После смерти Настасьи графу открылись некоторые тайны ее жизни, весьма для него огорчительные. Алексею Андреевичу показали записочки, писанные Настасьей молодым офицерам, — их содержание со всей очевидностью свидетельствовало о том, что его дорогая возлюбленная была ему, увы, неверна.
***
Спустя некоторое время Аракчеев принялся распечатывать оставшийся от убиенной скарб и обнаружил среди ее вещей множество подарков, присланных ей знатными петербургскими чиновниками, хотевшими через ее посредство размягчить каменное для них аракчеевское сердце. Алексей Андреевич не оставил эти подарки у себя, но приказал составить подробный список на все подаренное его любовнице имущество с указанием фамилий дарителей и затем послал им их подарки обратно.
На сорока огромных возах подаренные Минкиной вещи были привезены в столицу. Средь бела дня их начали развозить по домам знатных персон, искавших милости у Аракчеева через его любовницу. Многие из них, стремясь избежать позора, заявляли, что они ничего знать не знают, и отказывались принимать возвращаемые вещи. Но неистовый в своей страсти унизить ясновельможную публику, Аракчеев приказал сообщить их сиятельствам и высокопревосходительствам, что ежели они не примут подарки обратно, то он велит пропечатать в ведомостях списки с оригиналами их писем к крестьянке Настасье Минкиной. Все тотчас признали свои вещи и поспешили в Грузино изъявить графу Алексею Андреевичу свою благодарность и преданность.
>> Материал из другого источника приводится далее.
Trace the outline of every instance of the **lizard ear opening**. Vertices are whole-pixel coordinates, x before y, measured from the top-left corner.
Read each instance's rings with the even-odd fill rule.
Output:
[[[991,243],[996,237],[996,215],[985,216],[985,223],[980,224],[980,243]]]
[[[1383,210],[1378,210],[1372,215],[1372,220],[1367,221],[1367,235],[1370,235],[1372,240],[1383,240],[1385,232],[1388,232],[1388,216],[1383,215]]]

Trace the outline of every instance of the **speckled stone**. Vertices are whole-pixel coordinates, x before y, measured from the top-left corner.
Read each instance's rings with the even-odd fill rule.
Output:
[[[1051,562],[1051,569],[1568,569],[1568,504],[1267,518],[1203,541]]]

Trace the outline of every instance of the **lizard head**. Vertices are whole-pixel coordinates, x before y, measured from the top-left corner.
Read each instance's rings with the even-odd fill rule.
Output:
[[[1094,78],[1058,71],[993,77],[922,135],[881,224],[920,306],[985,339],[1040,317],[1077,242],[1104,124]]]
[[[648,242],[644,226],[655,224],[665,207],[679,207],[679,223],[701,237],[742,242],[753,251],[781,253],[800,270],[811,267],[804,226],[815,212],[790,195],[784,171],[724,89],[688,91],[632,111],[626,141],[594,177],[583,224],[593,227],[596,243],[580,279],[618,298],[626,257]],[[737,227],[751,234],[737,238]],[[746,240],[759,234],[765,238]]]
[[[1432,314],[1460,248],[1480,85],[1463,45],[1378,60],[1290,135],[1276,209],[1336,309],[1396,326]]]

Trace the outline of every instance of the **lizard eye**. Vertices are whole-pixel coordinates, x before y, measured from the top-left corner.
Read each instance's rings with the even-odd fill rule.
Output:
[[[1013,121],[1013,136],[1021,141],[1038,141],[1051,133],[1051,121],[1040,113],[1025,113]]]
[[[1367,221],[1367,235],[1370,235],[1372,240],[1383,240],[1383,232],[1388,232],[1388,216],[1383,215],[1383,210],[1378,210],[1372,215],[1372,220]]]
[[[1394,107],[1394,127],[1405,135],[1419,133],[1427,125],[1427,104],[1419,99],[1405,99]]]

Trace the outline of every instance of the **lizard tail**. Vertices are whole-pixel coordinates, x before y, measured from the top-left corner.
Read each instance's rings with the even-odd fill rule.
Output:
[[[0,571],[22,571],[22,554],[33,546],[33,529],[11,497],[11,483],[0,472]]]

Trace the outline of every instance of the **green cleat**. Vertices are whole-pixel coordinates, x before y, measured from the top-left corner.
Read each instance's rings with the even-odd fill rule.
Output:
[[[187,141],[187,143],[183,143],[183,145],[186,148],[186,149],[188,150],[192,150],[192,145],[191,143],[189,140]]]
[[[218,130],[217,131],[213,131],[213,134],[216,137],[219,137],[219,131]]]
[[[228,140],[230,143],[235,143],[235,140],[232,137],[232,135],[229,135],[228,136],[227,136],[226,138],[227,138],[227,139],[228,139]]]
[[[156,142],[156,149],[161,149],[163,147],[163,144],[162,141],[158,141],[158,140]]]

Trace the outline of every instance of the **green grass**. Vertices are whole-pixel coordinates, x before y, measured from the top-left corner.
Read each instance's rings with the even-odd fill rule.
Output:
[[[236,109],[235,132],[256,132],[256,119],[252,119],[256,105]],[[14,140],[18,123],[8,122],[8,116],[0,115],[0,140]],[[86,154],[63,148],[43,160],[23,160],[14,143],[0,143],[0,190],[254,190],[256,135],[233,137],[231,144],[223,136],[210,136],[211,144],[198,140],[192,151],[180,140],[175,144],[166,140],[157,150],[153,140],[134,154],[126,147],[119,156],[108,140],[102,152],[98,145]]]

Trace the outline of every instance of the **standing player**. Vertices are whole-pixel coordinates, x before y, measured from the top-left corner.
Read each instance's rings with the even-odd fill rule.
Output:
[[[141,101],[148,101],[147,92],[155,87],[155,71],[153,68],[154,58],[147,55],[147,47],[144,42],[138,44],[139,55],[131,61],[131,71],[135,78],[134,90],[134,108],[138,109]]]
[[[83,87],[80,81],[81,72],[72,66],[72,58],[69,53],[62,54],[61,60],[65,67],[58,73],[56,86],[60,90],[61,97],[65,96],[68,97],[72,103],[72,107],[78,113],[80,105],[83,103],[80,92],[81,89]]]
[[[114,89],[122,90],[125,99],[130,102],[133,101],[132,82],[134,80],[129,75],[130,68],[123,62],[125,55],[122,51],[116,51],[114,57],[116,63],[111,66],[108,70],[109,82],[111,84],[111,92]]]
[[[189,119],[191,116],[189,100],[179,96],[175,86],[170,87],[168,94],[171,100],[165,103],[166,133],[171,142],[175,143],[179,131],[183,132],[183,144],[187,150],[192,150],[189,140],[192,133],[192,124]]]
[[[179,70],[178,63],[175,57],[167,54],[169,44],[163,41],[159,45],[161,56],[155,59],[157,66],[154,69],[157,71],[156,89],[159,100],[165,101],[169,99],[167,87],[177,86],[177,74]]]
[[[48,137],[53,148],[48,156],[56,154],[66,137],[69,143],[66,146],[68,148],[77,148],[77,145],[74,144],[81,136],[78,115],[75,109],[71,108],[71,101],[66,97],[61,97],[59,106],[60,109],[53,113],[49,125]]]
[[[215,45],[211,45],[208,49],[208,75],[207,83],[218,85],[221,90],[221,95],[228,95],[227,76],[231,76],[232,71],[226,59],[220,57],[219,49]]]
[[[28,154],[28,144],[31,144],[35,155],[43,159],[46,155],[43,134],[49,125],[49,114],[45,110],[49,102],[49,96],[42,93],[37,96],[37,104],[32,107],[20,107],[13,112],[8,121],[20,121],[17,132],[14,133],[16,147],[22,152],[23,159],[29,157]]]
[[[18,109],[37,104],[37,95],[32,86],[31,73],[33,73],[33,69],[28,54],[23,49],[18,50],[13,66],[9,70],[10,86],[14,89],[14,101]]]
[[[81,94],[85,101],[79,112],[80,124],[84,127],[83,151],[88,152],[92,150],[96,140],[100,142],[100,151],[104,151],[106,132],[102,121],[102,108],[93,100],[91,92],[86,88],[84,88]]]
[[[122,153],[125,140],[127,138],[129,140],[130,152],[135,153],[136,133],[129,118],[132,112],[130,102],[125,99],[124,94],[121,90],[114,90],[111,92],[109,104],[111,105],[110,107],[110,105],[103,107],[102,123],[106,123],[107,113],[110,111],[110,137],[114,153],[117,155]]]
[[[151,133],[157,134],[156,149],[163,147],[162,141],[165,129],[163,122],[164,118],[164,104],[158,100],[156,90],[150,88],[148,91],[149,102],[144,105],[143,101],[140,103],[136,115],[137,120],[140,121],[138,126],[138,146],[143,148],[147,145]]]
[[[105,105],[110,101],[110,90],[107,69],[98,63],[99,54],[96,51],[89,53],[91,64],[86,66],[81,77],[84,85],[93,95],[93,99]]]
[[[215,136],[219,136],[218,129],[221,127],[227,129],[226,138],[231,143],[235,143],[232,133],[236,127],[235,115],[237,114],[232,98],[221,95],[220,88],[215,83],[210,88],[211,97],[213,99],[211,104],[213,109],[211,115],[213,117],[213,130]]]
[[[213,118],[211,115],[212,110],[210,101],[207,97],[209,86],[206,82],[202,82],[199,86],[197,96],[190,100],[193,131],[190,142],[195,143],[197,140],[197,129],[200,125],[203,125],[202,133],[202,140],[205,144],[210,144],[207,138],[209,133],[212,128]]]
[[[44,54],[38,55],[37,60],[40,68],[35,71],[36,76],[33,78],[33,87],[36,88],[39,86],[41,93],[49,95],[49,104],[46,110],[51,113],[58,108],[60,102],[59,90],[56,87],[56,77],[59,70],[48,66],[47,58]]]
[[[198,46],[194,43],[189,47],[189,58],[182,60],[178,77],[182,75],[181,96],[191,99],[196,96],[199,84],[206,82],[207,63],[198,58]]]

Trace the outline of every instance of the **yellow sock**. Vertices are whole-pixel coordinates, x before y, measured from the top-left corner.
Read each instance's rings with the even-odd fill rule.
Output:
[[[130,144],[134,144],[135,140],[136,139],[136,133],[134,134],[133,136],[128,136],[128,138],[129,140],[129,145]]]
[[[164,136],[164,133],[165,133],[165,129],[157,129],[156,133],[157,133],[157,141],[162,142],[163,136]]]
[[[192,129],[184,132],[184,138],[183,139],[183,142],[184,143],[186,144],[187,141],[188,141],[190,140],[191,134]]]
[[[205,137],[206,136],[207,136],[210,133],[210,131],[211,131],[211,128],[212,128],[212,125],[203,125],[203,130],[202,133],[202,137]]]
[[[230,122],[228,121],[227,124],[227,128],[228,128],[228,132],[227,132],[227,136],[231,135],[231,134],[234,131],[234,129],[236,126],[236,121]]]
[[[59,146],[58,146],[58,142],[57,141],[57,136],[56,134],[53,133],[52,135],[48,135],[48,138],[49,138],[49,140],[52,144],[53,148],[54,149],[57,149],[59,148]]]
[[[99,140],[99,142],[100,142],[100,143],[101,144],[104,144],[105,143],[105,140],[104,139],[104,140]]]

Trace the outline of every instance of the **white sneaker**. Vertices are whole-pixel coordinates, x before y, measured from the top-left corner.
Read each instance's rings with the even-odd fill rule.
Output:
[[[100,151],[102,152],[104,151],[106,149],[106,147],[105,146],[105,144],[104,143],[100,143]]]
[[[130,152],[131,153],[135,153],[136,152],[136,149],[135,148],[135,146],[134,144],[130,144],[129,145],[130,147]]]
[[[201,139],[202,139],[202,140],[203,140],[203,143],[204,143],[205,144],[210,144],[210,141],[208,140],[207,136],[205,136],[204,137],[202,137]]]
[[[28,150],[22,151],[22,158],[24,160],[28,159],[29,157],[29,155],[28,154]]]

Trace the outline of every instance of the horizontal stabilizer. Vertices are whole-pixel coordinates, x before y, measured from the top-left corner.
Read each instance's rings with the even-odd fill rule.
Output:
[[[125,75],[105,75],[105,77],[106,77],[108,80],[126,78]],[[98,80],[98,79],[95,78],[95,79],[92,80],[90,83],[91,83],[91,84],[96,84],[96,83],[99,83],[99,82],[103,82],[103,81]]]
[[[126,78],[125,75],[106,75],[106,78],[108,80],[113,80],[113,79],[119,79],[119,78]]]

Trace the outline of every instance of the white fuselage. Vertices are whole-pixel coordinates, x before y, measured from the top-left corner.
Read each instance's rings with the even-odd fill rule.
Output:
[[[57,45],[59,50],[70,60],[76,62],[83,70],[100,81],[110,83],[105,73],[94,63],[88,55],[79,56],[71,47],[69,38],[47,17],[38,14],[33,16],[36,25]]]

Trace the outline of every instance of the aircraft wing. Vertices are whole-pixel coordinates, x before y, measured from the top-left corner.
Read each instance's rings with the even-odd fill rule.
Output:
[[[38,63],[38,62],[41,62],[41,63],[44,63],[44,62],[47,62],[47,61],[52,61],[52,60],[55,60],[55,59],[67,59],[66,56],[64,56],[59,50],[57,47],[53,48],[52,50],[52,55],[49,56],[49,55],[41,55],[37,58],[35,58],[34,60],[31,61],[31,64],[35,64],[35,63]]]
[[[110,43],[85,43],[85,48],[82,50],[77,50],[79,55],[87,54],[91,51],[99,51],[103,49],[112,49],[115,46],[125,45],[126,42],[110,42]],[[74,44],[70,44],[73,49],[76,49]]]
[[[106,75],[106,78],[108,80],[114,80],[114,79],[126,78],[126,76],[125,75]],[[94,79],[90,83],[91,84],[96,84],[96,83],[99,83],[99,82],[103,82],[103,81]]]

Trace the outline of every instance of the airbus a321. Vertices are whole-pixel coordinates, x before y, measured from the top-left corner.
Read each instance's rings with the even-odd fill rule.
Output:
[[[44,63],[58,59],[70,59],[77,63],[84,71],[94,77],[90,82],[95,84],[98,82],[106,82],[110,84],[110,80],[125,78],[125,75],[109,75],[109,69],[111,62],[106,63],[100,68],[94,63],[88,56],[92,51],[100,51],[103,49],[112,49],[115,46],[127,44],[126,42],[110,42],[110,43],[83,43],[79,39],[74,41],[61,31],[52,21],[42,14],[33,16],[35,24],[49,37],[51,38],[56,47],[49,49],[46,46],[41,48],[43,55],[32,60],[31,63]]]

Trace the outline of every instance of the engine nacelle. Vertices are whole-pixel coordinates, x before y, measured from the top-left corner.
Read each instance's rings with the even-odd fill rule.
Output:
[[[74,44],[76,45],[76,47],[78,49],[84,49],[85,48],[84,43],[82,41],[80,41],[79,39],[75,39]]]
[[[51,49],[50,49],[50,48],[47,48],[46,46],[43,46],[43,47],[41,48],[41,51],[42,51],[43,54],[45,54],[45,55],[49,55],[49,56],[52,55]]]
Об этой истории рассказал в своих записках князь П. А. Вяземский. Петр Андреевич испытывал подлинные муки страдания от сознания того, что сановники, его окружавшие, собственной подлости посвятившие жизнь свою, не подвергнутся за это никакому наказанию. «Одна моя надежда, одно мое утешение, — молил князь, — в уверении, что они увидят на том свете, как они в здешнем были глупы, бестолковы, вредны, как они справедливо и строго были оценены общим мнением, как они не возбуждали никакого благородного сочувствия в народе, который с твердостью, с самоотвержением сносил их как временное зло, ниспосланное Провидением в неисповедимой своей воле».